Thank you, Abby, for all of your work. But as I mentioned, it's so great to be joined by the president of the Building and Construction Trades Council, Gary LaBarbera.

Gary LaBarbera, President, Building and Construction Trades Council of Greater New York: Thank you. We got a crew here. So, thank you very much, deputy mayor. I too want to thank Mayor Adams and Governor Hochul for where we are today with this project. And in particular, I want to also acknowledge deputy mayor and Andrew Kimball.

This project not only represents, again, life sciences, but this project represents opportunity in the construction industry. And I'm very pleased to announce that EDC and really with the governor's involvement and deputy mayor's involvement, has committed not only to this project, but to other projects as well.

This project will be built under a project labor agreement, which will ensure — big deal, big deal — which will in fact ensure those very important family sustaining careers in the construction industry. One thing I want to say to the mayor in his remarks when he talked about being in Israel and we're trying to attract global talent to New York City, and that's absolutely true, but I want to assure the mayor that the best global talent in the construction industry is right here with the Union Apprentice programs and union tradesmen and women right here in New York City. So, I just want to say that we are really looking forward to working closely with the mayor, with EDC, getting this through the finish line and beginning construction.

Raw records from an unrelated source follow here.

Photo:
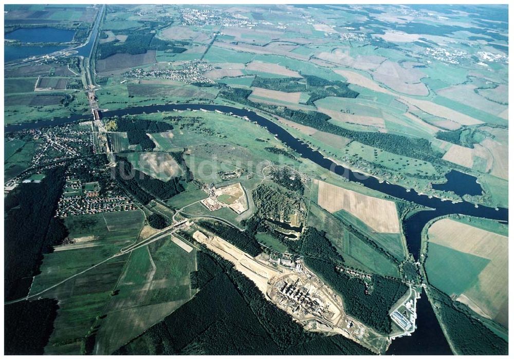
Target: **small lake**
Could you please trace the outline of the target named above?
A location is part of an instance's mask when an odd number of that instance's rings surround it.
[[[75,30],[54,27],[33,27],[18,29],[5,34],[9,40],[22,43],[67,43],[73,40]]]
[[[448,180],[445,183],[432,185],[434,190],[453,192],[456,195],[463,196],[466,194],[470,196],[480,196],[482,193],[482,187],[476,182],[476,177],[465,173],[452,169],[445,176]]]
[[[66,46],[4,46],[4,61],[30,58],[31,56],[44,55],[65,49]]]

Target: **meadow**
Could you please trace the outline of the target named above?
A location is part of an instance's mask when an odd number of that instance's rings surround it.
[[[506,326],[507,237],[473,226],[474,222],[444,218],[428,228],[428,280],[478,314]]]

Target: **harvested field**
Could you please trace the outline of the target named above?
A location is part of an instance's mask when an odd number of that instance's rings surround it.
[[[386,128],[386,123],[384,122],[384,120],[380,117],[343,114],[339,111],[329,110],[324,107],[319,108],[318,109],[320,112],[330,116],[332,118],[330,122],[336,125],[339,124],[338,123],[338,122],[349,123],[378,128]]]
[[[106,59],[97,60],[96,70],[99,75],[119,74],[125,69],[153,64],[155,62],[155,51],[149,50],[145,53],[131,55],[117,53]]]
[[[34,90],[36,81],[33,78],[4,79],[4,93],[31,92]]]
[[[241,70],[235,68],[215,69],[205,74],[206,77],[211,80],[223,79],[224,77],[237,77],[244,74],[245,74]]]
[[[186,244],[183,241],[180,240],[176,237],[174,236],[172,236],[171,241],[176,244],[179,247],[182,249],[186,251],[186,252],[188,253],[191,253],[191,251],[193,250],[193,247],[192,247],[189,244]]]
[[[213,100],[216,95],[211,92],[199,90],[195,86],[166,86],[160,85],[127,85],[128,95],[134,96],[163,97],[182,97],[187,99],[207,99]]]
[[[100,44],[105,44],[106,43],[110,43],[111,41],[114,41],[116,40],[116,35],[114,34],[114,33],[111,31],[105,31],[105,34],[107,35],[107,37],[105,39],[99,39],[98,41]]]
[[[313,25],[317,31],[323,32],[337,32],[335,30],[325,24],[315,24]]]
[[[429,243],[475,256],[486,261],[478,277],[462,284],[465,287],[464,290],[454,294],[457,300],[471,303],[472,309],[476,309],[478,307],[480,308],[478,312],[479,314],[483,312],[486,316],[508,327],[508,312],[505,304],[508,300],[508,238],[449,218],[434,223],[428,230],[428,238]],[[429,250],[427,261],[430,258]],[[469,268],[463,265],[458,270],[465,273],[468,272]],[[458,274],[455,273],[456,275]],[[428,274],[430,280],[430,273]],[[447,273],[445,273],[444,278],[436,276],[433,280],[445,280],[447,277]]]
[[[193,234],[193,238],[205,244],[210,250],[235,264],[235,269],[244,274],[265,294],[269,279],[281,274],[281,272],[264,266],[223,238],[209,238],[199,231]],[[281,268],[282,273],[292,273]]]
[[[507,144],[502,144],[489,138],[484,140],[480,144],[488,150],[492,156],[491,174],[500,178],[508,179],[509,153]]]
[[[298,103],[302,92],[284,92],[282,91],[268,90],[260,87],[252,87],[252,95],[265,97],[271,100],[278,100],[285,102]]]
[[[426,75],[417,69],[406,69],[392,61],[386,61],[373,73],[373,79],[395,91],[408,95],[426,96],[428,89],[421,82]]]
[[[281,66],[277,64],[270,64],[262,61],[252,61],[246,65],[246,69],[267,72],[268,73],[274,73],[286,77],[302,77],[298,72],[296,71],[291,71],[287,67]]]
[[[112,145],[113,152],[121,152],[128,149],[128,140],[126,132],[111,132],[109,133]]]
[[[48,75],[51,68],[51,66],[46,64],[28,65],[6,68],[4,74],[6,78],[44,75]]]
[[[484,147],[477,144],[474,145],[474,148],[469,148],[456,144],[452,145],[443,156],[443,159],[468,168],[474,168],[473,165],[478,162],[485,162],[486,164],[485,168],[480,169],[484,173],[487,173],[491,170],[493,161],[490,153]]]
[[[160,35],[171,40],[191,40],[206,44],[211,40],[210,36],[206,33],[195,31],[188,26],[172,26],[163,30]]]
[[[477,90],[480,96],[483,96],[485,98],[491,101],[498,101],[503,103],[508,104],[509,103],[509,91],[508,86],[506,85],[499,85],[494,88],[479,89]],[[498,115],[500,117],[507,119],[506,116],[504,117]]]
[[[400,97],[405,102],[415,106],[421,111],[434,116],[454,121],[461,125],[472,125],[483,123],[481,121],[461,114],[448,107],[425,100],[418,100],[409,97]]]
[[[239,182],[225,187],[220,187],[214,191],[216,199],[222,203],[228,204],[229,207],[240,214],[248,209],[248,203],[245,190]]]
[[[471,84],[457,85],[439,90],[437,94],[497,116],[508,108],[505,105],[494,102],[476,93],[474,90],[476,88]]]
[[[4,96],[4,103],[8,106],[50,106],[60,105],[61,95],[16,95]]]
[[[167,153],[130,154],[127,159],[138,171],[164,182],[182,174],[182,169],[177,161]]]
[[[42,90],[64,90],[68,84],[67,79],[41,78],[38,81],[36,91]]]
[[[354,84],[362,87],[369,88],[373,91],[379,92],[387,93],[388,95],[393,95],[393,93],[387,89],[381,87],[378,84],[374,81],[371,79],[366,77],[364,75],[361,75],[357,72],[348,70],[334,70],[334,72],[338,73],[341,76],[344,76],[351,84]]]
[[[366,196],[318,181],[318,204],[331,213],[344,210],[381,233],[398,233],[400,224],[392,201]]]
[[[419,37],[423,37],[423,35],[418,34],[408,34],[402,31],[386,31],[383,35],[376,35],[377,37],[381,37],[386,41],[396,43],[410,43],[417,41]]]
[[[374,70],[386,60],[386,58],[376,55],[363,56],[358,55],[355,58],[350,55],[347,49],[336,49],[330,52],[322,52],[316,55],[318,58],[343,66],[359,70]]]

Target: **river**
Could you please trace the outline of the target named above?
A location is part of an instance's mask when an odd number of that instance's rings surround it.
[[[407,191],[401,186],[380,182],[372,177],[368,177],[337,165],[332,160],[325,158],[319,152],[310,148],[305,143],[293,137],[285,129],[274,122],[257,115],[254,112],[228,106],[193,104],[168,104],[130,107],[121,110],[115,110],[103,112],[104,117],[124,115],[140,115],[157,111],[167,111],[187,109],[199,110],[204,109],[232,114],[242,117],[246,116],[251,121],[265,126],[268,130],[284,144],[295,150],[304,158],[307,158],[324,168],[344,176],[350,181],[362,183],[366,187],[379,191],[393,197],[418,203],[433,209],[423,211],[411,216],[403,223],[403,231],[407,238],[409,250],[414,257],[418,258],[421,245],[421,233],[425,224],[436,217],[450,214],[468,215],[474,217],[489,218],[508,223],[508,210],[506,208],[494,209],[483,205],[475,206],[468,202],[453,203],[444,201],[437,197],[429,197],[426,195],[417,193],[414,190]],[[28,123],[20,125],[7,126],[6,131],[17,130],[24,128],[36,128],[44,126],[62,124],[79,120],[91,119],[91,116],[77,116],[67,119],[57,119],[54,121],[42,121],[36,123]],[[470,177],[472,181],[474,177]],[[411,337],[396,339],[388,352],[389,354],[451,354],[443,331],[440,329],[432,306],[424,293],[418,302],[417,308],[417,329]]]

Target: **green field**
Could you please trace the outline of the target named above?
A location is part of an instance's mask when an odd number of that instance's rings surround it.
[[[34,91],[36,78],[10,78],[4,80],[4,93],[17,93]]]
[[[274,251],[282,253],[287,251],[287,247],[280,240],[268,233],[258,233],[255,238],[260,243],[268,247]]]
[[[173,139],[163,136],[160,133],[152,134],[151,137],[159,150],[167,152],[180,148],[173,144]]]
[[[400,156],[355,141],[347,145],[344,152],[351,158],[377,163],[407,176],[442,176],[430,162]]]
[[[52,91],[50,95],[10,95],[4,96],[4,116],[6,124],[66,118],[72,114],[90,114],[83,91],[68,91],[75,97],[67,106],[61,101],[65,92]]]
[[[111,353],[188,300],[196,291],[190,280],[195,268],[196,251],[188,253],[169,236],[134,251],[116,285],[118,294],[104,308],[109,320],[99,330],[95,353]]]
[[[120,152],[128,149],[128,140],[126,132],[111,132],[109,137],[113,144],[113,152]]]
[[[201,190],[188,188],[185,192],[174,196],[166,202],[168,205],[178,209],[207,197],[207,194]]]
[[[399,261],[405,258],[405,251],[402,243],[401,235],[399,233],[378,233],[356,217],[341,210],[333,214],[339,219],[350,223],[355,228],[374,241],[378,245],[393,255]]]
[[[399,276],[398,267],[393,261],[371,244],[348,232],[336,217],[312,203],[308,224],[326,233],[327,238],[343,256],[347,266],[382,276]],[[375,239],[373,236],[369,238]],[[397,248],[398,245],[395,247]]]
[[[467,115],[477,120],[484,121],[486,123],[503,126],[507,126],[508,125],[508,122],[505,119],[502,119],[501,117],[488,114],[478,108],[474,108],[452,100],[450,100],[446,97],[437,96],[434,97],[432,101],[438,105],[446,106],[461,114]]]
[[[37,293],[107,259],[137,238],[144,216],[140,211],[109,212],[66,217],[70,238],[94,236],[94,247],[56,251],[44,256],[41,274],[31,293]]]
[[[429,282],[450,296],[458,296],[475,284],[479,274],[490,261],[430,242],[426,256],[425,267]]]
[[[7,161],[9,157],[23,147],[25,142],[17,138],[4,138],[4,161]]]
[[[244,86],[249,87],[253,82],[254,76],[241,76],[240,77],[225,77],[216,80],[217,82],[226,84],[230,86],[237,87]]]
[[[20,147],[17,147],[21,144],[18,141],[15,140],[9,142],[7,144],[7,147],[6,147],[6,142],[4,142],[4,143],[5,150],[4,158],[4,178],[6,181],[15,177],[31,165],[35,150],[41,143],[40,140],[32,140]],[[14,149],[16,147],[17,148]],[[7,154],[9,153],[11,155],[8,157]]]

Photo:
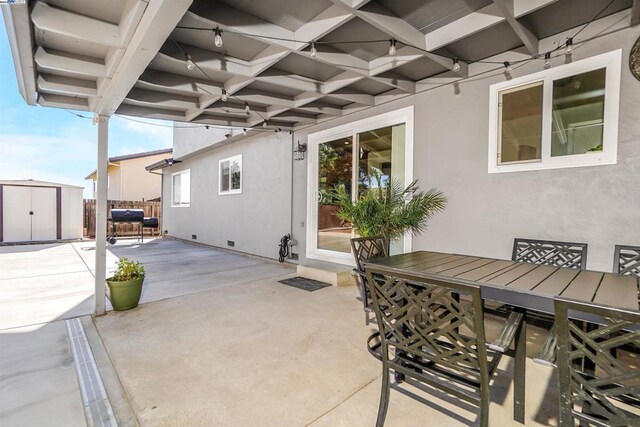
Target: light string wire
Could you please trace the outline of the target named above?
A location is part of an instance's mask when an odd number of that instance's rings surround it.
[[[546,51],[545,53],[538,54],[536,57],[533,57],[533,58],[525,58],[525,59],[520,59],[520,60],[515,60],[515,61],[484,61],[484,60],[472,61],[472,60],[466,60],[466,59],[460,58],[460,57],[448,57],[448,56],[444,56],[444,55],[437,55],[437,56],[440,56],[440,57],[446,58],[446,59],[450,59],[451,61],[457,60],[457,61],[462,61],[462,62],[465,62],[465,63],[494,64],[494,65],[498,65],[499,64],[499,65],[504,66],[505,68],[506,68],[507,64],[509,66],[518,65],[518,67],[515,67],[515,68],[520,68],[520,66],[524,66],[524,65],[526,65],[526,64],[528,64],[528,63],[530,63],[532,61],[535,61],[535,60],[540,60],[540,59],[545,59],[546,60],[546,58],[548,56],[550,56],[552,53],[557,52],[557,51],[559,51],[561,49],[564,49],[564,48],[568,47],[569,45],[573,45],[573,43],[574,43],[573,40],[578,35],[580,35],[580,33],[582,33],[590,24],[592,24],[595,20],[597,20],[600,17],[600,15],[602,15],[615,2],[616,2],[616,0],[610,0],[609,3],[607,3],[607,5],[605,5],[593,18],[591,18],[588,22],[583,24],[582,27],[573,36],[567,37],[567,40],[564,43],[561,43],[561,44],[557,45],[554,49]],[[218,29],[218,27],[216,27],[216,28],[202,28],[202,27],[189,27],[189,26],[180,26],[180,25],[176,26],[175,28],[176,29],[184,29],[184,30],[196,30],[196,31],[215,31],[216,29]],[[319,45],[319,44],[347,44],[347,43],[367,44],[367,43],[381,43],[381,42],[389,43],[389,41],[390,41],[389,39],[374,39],[374,40],[358,40],[358,41],[353,41],[353,40],[352,41],[347,41],[347,40],[345,40],[345,41],[331,41],[331,42],[329,42],[329,41],[325,41],[325,42],[319,42],[319,41],[304,42],[304,41],[299,41],[299,40],[294,40],[294,39],[287,39],[287,38],[283,38],[283,37],[263,36],[263,35],[259,35],[259,34],[249,34],[249,33],[242,33],[242,32],[236,32],[236,31],[231,31],[231,30],[225,30],[224,32],[231,33],[231,34],[239,34],[239,35],[249,36],[249,37],[256,37],[256,38],[265,38],[265,39],[280,40],[280,41],[290,41],[290,42],[295,42],[295,43],[306,43],[306,44],[313,43],[315,45]],[[185,55],[185,58],[191,59],[191,56],[188,54],[188,52],[184,50],[184,48],[173,38],[173,36],[169,35],[169,38],[176,45],[176,47],[180,50],[180,52],[182,52]],[[593,40],[595,38],[597,38],[597,37],[591,38],[589,40],[585,40],[581,44],[584,45],[588,41],[591,41],[591,40]],[[395,39],[391,39],[391,40],[395,40]],[[425,53],[429,53],[429,54],[434,55],[432,52],[430,52],[430,51],[428,51],[426,49],[420,48],[418,46],[413,46],[411,44],[403,43],[403,42],[400,42],[398,40],[395,40],[395,41],[396,41],[396,43],[403,44],[403,45],[411,47],[413,49],[417,49],[419,51],[423,51]],[[203,70],[198,65],[197,62],[195,62],[193,60],[191,62],[193,62],[195,67],[198,68],[198,70],[200,70],[200,72],[205,77],[207,77],[207,79],[209,81],[213,82],[215,85],[220,85],[220,83],[217,82],[216,80],[214,80],[205,70]],[[461,77],[461,78],[459,78],[459,79],[457,79],[455,81],[452,81],[452,82],[447,82],[447,83],[442,83],[440,85],[436,85],[434,87],[422,90],[422,91],[420,91],[418,93],[427,92],[427,91],[430,91],[430,90],[438,89],[438,88],[449,86],[449,85],[459,84],[461,81],[465,81],[465,80],[473,81],[471,79],[476,79],[477,77],[484,76],[484,75],[486,75],[488,73],[491,73],[491,72],[494,72],[494,71],[497,71],[497,70],[498,69],[485,70],[485,71],[482,71],[480,73],[474,74],[472,76]],[[487,75],[484,78],[489,78],[489,77],[492,77],[492,76],[503,74],[503,70],[501,68],[500,68],[500,70],[501,71],[499,73]],[[508,73],[508,71],[507,71],[507,73]],[[223,87],[221,87],[221,89],[224,90]],[[234,94],[230,94],[227,91],[225,91],[225,92],[227,93],[228,97],[234,98],[234,99],[236,99],[238,101],[241,101],[247,106],[249,105],[249,103],[247,101],[241,99],[240,97],[238,97],[238,96],[236,96]],[[415,94],[407,94],[407,96],[412,96],[412,95],[415,95]],[[222,108],[222,107],[214,106],[214,108],[219,108],[222,111],[225,111],[224,108]],[[82,119],[92,119],[92,117],[84,116],[82,114],[75,113],[75,112],[73,112],[71,110],[65,109],[64,111],[66,111],[66,112],[68,112],[68,113],[70,113],[70,114],[72,114],[72,115],[74,115],[76,117],[82,118]],[[263,120],[263,123],[265,123],[265,124],[267,123],[267,119],[262,114],[260,114],[259,111],[254,110],[254,109],[251,109],[251,111],[255,112]],[[227,111],[225,111],[225,112],[227,112]],[[243,133],[247,132],[248,130],[251,130],[251,131],[262,131],[262,132],[272,132],[273,131],[273,130],[269,130],[269,129],[260,129],[260,128],[255,128],[255,127],[224,126],[224,125],[215,125],[215,124],[211,124],[211,125],[207,125],[207,124],[203,124],[203,125],[191,124],[189,126],[181,126],[181,125],[176,125],[174,123],[173,125],[163,125],[163,124],[160,124],[160,123],[149,123],[149,122],[145,122],[143,120],[136,120],[134,118],[127,117],[127,116],[120,115],[120,114],[116,114],[115,116],[119,117],[121,119],[124,119],[124,120],[129,120],[129,121],[132,121],[132,122],[142,123],[142,124],[146,124],[146,125],[150,125],[150,126],[170,127],[170,128],[178,128],[178,129],[184,129],[184,128],[193,129],[193,128],[198,128],[198,127],[200,127],[200,128],[205,127],[205,128],[208,129],[210,127],[213,127],[213,128],[230,129],[230,130],[232,130],[232,129],[240,129],[240,130],[243,131]],[[311,124],[311,125],[308,125],[308,126],[303,126],[303,127],[299,128],[298,130],[306,129],[306,128],[311,127],[313,125],[314,124]],[[279,130],[280,130],[279,128],[276,129],[276,132],[278,132]]]

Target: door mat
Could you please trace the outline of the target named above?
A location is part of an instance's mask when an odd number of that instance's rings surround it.
[[[279,280],[279,282],[308,292],[317,291],[318,289],[331,286],[330,284],[325,282],[319,282],[317,280],[307,279],[306,277],[300,276],[292,277],[291,279]]]

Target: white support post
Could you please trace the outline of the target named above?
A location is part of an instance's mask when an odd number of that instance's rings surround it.
[[[106,313],[107,278],[107,167],[109,166],[109,117],[96,116],[98,125],[98,192],[96,195],[96,272],[94,315]]]

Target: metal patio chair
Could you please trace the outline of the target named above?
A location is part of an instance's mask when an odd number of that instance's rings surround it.
[[[587,244],[516,238],[513,240],[511,259],[531,264],[585,270]]]
[[[502,354],[522,332],[522,315],[514,313],[500,343],[490,346],[479,287],[376,267],[367,267],[367,284],[379,329],[367,345],[382,361],[376,425],[384,425],[391,371],[398,383],[428,385],[478,406],[480,424],[488,425],[489,384]]]
[[[587,244],[516,238],[513,240],[511,259],[531,264],[585,270]],[[545,366],[555,366],[557,339],[553,316],[535,313],[535,318],[539,322],[552,326],[540,353],[534,356],[533,361]]]
[[[371,295],[367,288],[364,263],[373,258],[389,256],[389,241],[382,237],[356,237],[351,239],[351,252],[356,261],[356,268],[353,269],[352,274],[358,280],[360,297],[364,305],[365,325],[368,325],[371,313]]]
[[[613,272],[640,277],[640,246],[616,245]]]
[[[640,369],[637,357],[625,357],[627,347],[640,346],[640,313],[564,298],[554,305],[559,425],[640,425]],[[583,330],[576,316],[593,318],[593,326]]]

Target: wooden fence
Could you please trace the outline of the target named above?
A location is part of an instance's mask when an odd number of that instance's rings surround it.
[[[111,209],[144,209],[145,217],[156,217],[160,222],[162,218],[162,204],[160,202],[136,202],[124,200],[107,200],[107,216],[110,216]],[[84,200],[84,237],[96,236],[96,201],[93,199]],[[109,224],[110,226],[111,224]],[[111,230],[107,230],[110,234]],[[145,228],[145,236],[159,235],[159,228]],[[140,226],[138,224],[116,224],[117,236],[139,236]]]

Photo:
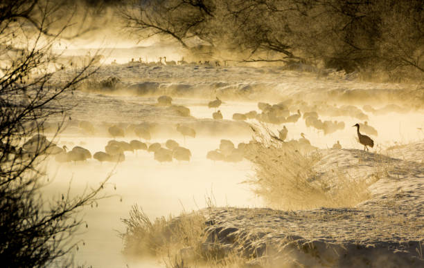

And I will say to you that you have my commitment and the entire commitment of the New York City Building Trades Council that we will build a project that you'll be very happy with, proud of and it will be on budget and on time, because it'll be built with union trades men and women. Thank you so much. Thank you. Thank you.

Mayor Adams: And it is always good to be in a room with the trays and carpenter, but most importantly, a New York Mets fan. Thank you. Open up to a few on topics on this.

Question: Yes, mayor.

Mayor Adams: Hey Bernadette.

Question: So, I'm just reading a letter from the CUNY chancellor last year, last October, and he says that CUNY will no longer have [inaudible] 3.3 million to [inaudible]. And that lease money goes to EDC.

You just announced budget cuts yesterday. I know that money [inaudible] that goes from the state [inaudible], wondering if this is a wise move that… I know this plan has been in place for a while, but can the city and state afford this, especially with economic headwinds?

Mayor Adams: Yes. And actually, during economic challenges and difficult times, we have to find new ways of making the right investment, not the right spending, but the right investment.

This project is going to attract talent, it's going to attract new jobs, it's going to attract investment, it's going to attract innovation. So, we should always look at, it's always important to say, do you spend wisely to ensure that you could have the economic growth you need for the future?

That was the difficulty of the operation that OMB had to carry out. We looked around to say, when we have to make these efficiency cuts, do we do it without hurting productivity and hurting growth? And I take my hat off to Jacques Jiha, the directive of OMB and the entire team that went through this painful exercise of how do we not decimate low-income New Yorkers? How do we ensure we don't stop our innovation and growth? And this is an example of that.

Even the day after the cuts, we're not saying we're taking our foot off the gas. We have to move our city forward. As Gary stated, if we would have killed this project, we would've killed union, good, paid middle class jobs. That makes no sense. So, we can't do that in the process. Okay. Thank you. Thank you.